The filing documents a scheduled vesting event for RSUs and a contemporaneous sell-to-cover that the issuer mandates to satisfy tax obligations. This is a common administrative practice and does not reflect an independent trading decision by the reporting officer. The filing discloses the weighted average sale price range ($10.02 to $10.44) and the remaining equity and RSU position, including the next vesting installment date, which supports transparency around insider holdings and dilution timing.
TL;DR: Transaction is informationally neutral for shareholders; it updates insider ownership counts and settlement schedule.
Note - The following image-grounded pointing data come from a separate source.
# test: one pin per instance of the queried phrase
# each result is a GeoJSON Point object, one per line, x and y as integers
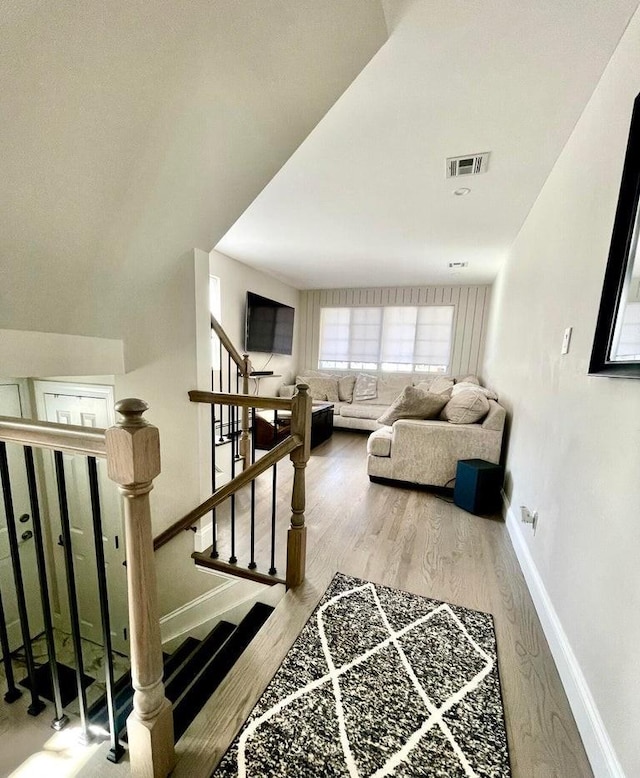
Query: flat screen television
{"type": "Point", "coordinates": [269, 325]}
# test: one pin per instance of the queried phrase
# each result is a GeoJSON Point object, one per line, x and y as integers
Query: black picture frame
{"type": "Point", "coordinates": [618, 262]}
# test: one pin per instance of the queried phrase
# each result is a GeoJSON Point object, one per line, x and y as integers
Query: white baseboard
{"type": "Point", "coordinates": [231, 601]}
{"type": "Point", "coordinates": [598, 746]}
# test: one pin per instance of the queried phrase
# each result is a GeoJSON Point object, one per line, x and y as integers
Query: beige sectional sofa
{"type": "Point", "coordinates": [349, 412]}
{"type": "Point", "coordinates": [413, 450]}
{"type": "Point", "coordinates": [427, 451]}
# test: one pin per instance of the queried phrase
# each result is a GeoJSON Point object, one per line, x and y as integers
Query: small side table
{"type": "Point", "coordinates": [477, 487]}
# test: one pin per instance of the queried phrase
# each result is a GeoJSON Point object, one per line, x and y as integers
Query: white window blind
{"type": "Point", "coordinates": [388, 338]}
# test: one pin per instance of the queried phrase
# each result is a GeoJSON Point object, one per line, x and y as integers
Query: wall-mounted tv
{"type": "Point", "coordinates": [269, 325]}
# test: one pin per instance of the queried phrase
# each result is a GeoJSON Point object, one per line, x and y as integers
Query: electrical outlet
{"type": "Point", "coordinates": [529, 517]}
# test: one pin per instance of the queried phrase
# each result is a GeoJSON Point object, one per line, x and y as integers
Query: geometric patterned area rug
{"type": "Point", "coordinates": [379, 682]}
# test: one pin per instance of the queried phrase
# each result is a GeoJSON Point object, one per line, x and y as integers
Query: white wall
{"type": "Point", "coordinates": [574, 448]}
{"type": "Point", "coordinates": [470, 320]}
{"type": "Point", "coordinates": [236, 279]}
{"type": "Point", "coordinates": [134, 140]}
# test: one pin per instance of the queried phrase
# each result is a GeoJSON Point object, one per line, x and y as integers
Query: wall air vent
{"type": "Point", "coordinates": [469, 165]}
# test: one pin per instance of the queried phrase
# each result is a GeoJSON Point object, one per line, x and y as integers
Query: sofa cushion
{"type": "Point", "coordinates": [467, 407]}
{"type": "Point", "coordinates": [362, 410]}
{"type": "Point", "coordinates": [324, 389]}
{"type": "Point", "coordinates": [413, 403]}
{"type": "Point", "coordinates": [441, 385]}
{"type": "Point", "coordinates": [390, 386]}
{"type": "Point", "coordinates": [469, 386]}
{"type": "Point", "coordinates": [379, 442]}
{"type": "Point", "coordinates": [365, 387]}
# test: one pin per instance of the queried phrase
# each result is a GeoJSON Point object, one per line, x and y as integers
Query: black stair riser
{"type": "Point", "coordinates": [212, 674]}
{"type": "Point", "coordinates": [184, 674]}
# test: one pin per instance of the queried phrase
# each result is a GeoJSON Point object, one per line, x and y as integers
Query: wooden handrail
{"type": "Point", "coordinates": [226, 342]}
{"type": "Point", "coordinates": [60, 437]}
{"type": "Point", "coordinates": [283, 448]}
{"type": "Point", "coordinates": [242, 400]}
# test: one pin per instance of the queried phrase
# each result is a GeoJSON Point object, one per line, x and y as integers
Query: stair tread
{"type": "Point", "coordinates": [191, 663]}
{"type": "Point", "coordinates": [209, 677]}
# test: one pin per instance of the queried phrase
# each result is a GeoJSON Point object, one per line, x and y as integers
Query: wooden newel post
{"type": "Point", "coordinates": [133, 461]}
{"type": "Point", "coordinates": [297, 534]}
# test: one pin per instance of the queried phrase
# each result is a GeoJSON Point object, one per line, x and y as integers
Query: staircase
{"type": "Point", "coordinates": [191, 673]}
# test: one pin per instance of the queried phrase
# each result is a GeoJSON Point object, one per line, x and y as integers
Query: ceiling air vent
{"type": "Point", "coordinates": [469, 165]}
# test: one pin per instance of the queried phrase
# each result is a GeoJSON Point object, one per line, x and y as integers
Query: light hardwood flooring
{"type": "Point", "coordinates": [411, 540]}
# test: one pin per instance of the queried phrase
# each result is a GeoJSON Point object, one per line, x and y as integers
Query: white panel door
{"type": "Point", "coordinates": [10, 406]}
{"type": "Point", "coordinates": [88, 411]}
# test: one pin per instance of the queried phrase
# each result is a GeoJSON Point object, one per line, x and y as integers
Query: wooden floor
{"type": "Point", "coordinates": [414, 541]}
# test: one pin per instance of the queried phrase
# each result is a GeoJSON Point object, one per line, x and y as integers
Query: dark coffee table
{"type": "Point", "coordinates": [268, 433]}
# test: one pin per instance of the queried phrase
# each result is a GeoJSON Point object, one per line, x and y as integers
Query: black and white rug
{"type": "Point", "coordinates": [379, 683]}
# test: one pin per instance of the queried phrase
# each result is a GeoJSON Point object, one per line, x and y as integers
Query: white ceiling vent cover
{"type": "Point", "coordinates": [469, 165]}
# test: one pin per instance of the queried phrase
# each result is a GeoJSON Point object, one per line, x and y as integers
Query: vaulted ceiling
{"type": "Point", "coordinates": [364, 200]}
{"type": "Point", "coordinates": [133, 131]}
The material items are the number of RSUs settled (5,788), shares sold to cover taxes (1,677) and the weighted average sale price ($10.23). The residual direct beneficial ownership (19,092 shares) and total RSU count (47,167) are explicitly provided, along with the next vesting date. These figures matter for calculating insider stake and future potential share issuance upon vesting, but the reported activity is routine and administrative.
Insider Trade Summary
| Type | Security | Shares | Price | Value |
|---|---|---|---|---|
| Sale | Common Stock | 1,677 | $10.23 | $17K |
| Exercise | Restricted Stock Unit | 5,788 | $0.00 | -- |
| Exercise | Common Stock | 5,788 | $0.00 | -- |
Footnotes (1)
- Each Restricted Stock Unit ("RSU") represents the right to receive, at settlement, one share of Fortrea Holdings Inc. ("Fortrea") Common Stock. This transaction represents the settlement of RSUs into Common Stock on their scheduled vesting date. The sales reported on this Form 4 represent shares of Common Stock sold by the Reporting Person to cover tax withholding obligations in connection with the vesting of RSUs. These sales are mandated by the Issuer's election under its equity incentive plans to require the satisfaction of tax withholding obligations to be funded by a "sell to cover" transaction and do not represent discretionary trades by the Reporting Person. This transaction was executed in multiple trades at prices ranging from $10.02 to $10.44. The price reported in column 4 above reflects the weighted average price of the shares of Common Stock sold. The Reporting Person hereby undertakes to provide upon request to the SEC staff, the issuer or a security holder of the issuer full information regarding the number of shares and prices at which the transaction was effected. This number reflects the aggregate amount of Common Stock held by the reporting person. The RSUs vested on September 6, 2025. The second installment will vest on September 6, 2026. This number reflects the aggregate number of RSUs held by the reporting person.